My husband loves mushrooms! It’s about the only vegetable I can get him to eat without resistance! I add it to a lot of dishes I make, but I don’t usually make them as a dish by themselves. I had some extra mushrooms. I had bought them to make a particular dish and I ended up never making it, but I didn’t want the mushrooms to go bad. So, I looked around for some mushroom recipes and stumbled across one on allrecipes.com. It called for cooking Sherry, which believe it or not, I actually didn’t have in the house! I did, however, have a dessert Sherry from a local winery that Rob and I both enjoy. I thought I’d give it a try – and the result was delicious!
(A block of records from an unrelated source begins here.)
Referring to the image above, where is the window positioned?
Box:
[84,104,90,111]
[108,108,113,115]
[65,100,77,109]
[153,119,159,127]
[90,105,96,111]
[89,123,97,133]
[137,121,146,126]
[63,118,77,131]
The smokiness of the paprika along with the sweetness of the sherry was a spectacular combination!! If you don’t have this, don’t worry – cooking sherry will work just fine!
1/2 tsp. chopped garlic
2 cups sliced fresh mushrooms
1 tsp. paprika
1/4 cup cooking sherry (or Pahrump Valley Winery Dessert Creme Sherry!)
Salt, Pepper, Onion Powder, Garlic Powder to season
2 Tbsp. olive oil
1) Heat olive oil in a large skillet. When the oil is heated, add the chopped garlic and gently cook until lightly browned. About 1-2 minutes.
2) Add the sliced mushrooms and cook about 3-4 minutes. Season with salt, pepper, garlic powder, and onion powder. Add paprika and sherry.
3) Mix well and cook another 3-4 minutes.